25 You won’t visit hills once worked with a hoe,
for fear of the briars and thorns;
it will be good only for pasturing cattle
and being trampled down by sheep.
These verses are connected only by the theme of the Lord’s punishment of his people and are probably fragments placed here by a scribe. But they are interesting for the vivid language they use. The fly of Egypt and the bee of Assyria are whistled up by God to punish his people but they are still mere insects under his command. The Assyrian invasion of Judah is pictured as a humiliating shaving of the male hair of the nation, whose warriors are reduced to the appearance of eunuch slaves. The fertile land in Judah becomes wild pasture, suitable only for sheep.

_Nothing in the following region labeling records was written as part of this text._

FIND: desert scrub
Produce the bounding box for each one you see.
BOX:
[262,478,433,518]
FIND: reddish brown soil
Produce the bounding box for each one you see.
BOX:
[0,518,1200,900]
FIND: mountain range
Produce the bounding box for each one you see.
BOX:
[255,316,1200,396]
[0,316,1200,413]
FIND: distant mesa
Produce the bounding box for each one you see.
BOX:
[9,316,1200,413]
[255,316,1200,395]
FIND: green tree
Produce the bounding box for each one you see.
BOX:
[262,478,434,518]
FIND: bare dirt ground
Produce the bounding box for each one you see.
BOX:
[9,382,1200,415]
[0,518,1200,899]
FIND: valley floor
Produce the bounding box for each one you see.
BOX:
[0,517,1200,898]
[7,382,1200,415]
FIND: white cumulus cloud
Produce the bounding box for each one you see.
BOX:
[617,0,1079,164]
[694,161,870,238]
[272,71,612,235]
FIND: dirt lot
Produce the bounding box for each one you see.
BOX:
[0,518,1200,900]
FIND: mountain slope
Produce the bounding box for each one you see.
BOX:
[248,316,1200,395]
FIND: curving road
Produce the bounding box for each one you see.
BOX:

These images which express the Lord’s anger challenge the modern reader, who may have no experience of the anger of God. I don’t think it’s helpful to assert that the biblical authors had supernatural experiences that we don’t have today. Rather, they interpreted various natural happenings as the expression of God’s anger:
1. Certain natural phenomena, storms, drought, locust plagues, etc
2. Certain events, famine, disease, defeat in battle, invasion by an enemy etc
3. Certain human dispositions: folly, rage, fear, stubborn stupidity, etc
4. Certain historical sequences: the rise to power of an empire or its fall
All of these and more were interpreted as acts of God and expressions of divine anger, used to punish evildoers and restore justice in the world. God’s kindness and anger, expressed in blessings and curses, could work across great spans of time, remembering good and evil actions, by both individuals and nations. God’s justice works a bit like “karma”, that is, it rewards good and punishes evil over time, but it is not impersonal: its blessings are full of love and its curses full of anger: God is passionate.
I do not accept this theology. I have no problem in attributing anger to God; indeed I cannot imagine love without anger. But I cannot see any history, even the history of Israel related in Scripture, as a direct expression of either the love or the anger of God. Blessings often seem to light on the evildoer, and curses on the good people.
What I do see in history is the non-intervention of God as God, and the reliance of God on human trust and action for the perfecting of creation. God’s love is God’s trust that human beings can live splendidly as part of a universal family in a creation which favours this sort of living. God’s anger is God’s refusal to impose God’s rule when human beings betray that trust and injure themselves, their brothers and sisters, and the created universe. In his anger, God will not adopt the method of human injustice and impose his will by force. This means that innocent people are caught in the effects of God’s anger, in their sufferings at the hands of violent, oppressive, greedy, powerful people, as Jesus was when he asked, “My God, why have you abandoned me?” .
There is a great truth here which I find difficult to articulate. Dietrich Bonhoeffer, who knew what it meant to be caught up in suffering, said, “The God who abandons us is the God who is always with us.” He also said, “Only a suffering God can help.” These utterances suggest that God’s angry refusal to sort out the mess of human evil, is also God’s choice to suffer the evil rather than to act against it. This leaves good people at risk from the actions of evil people.
Isaiah’s great successor whose words are found in chapters 40-55, recognised this dilemma and solved it by creating the character of the “servant of God” whose suffering is redemptive:
“But he was wounded for our wrongdoing
he was bruised for our iniquities…..“
The anger of God is an expression of God’s love, the terrible love which will not force God’s will upon creation.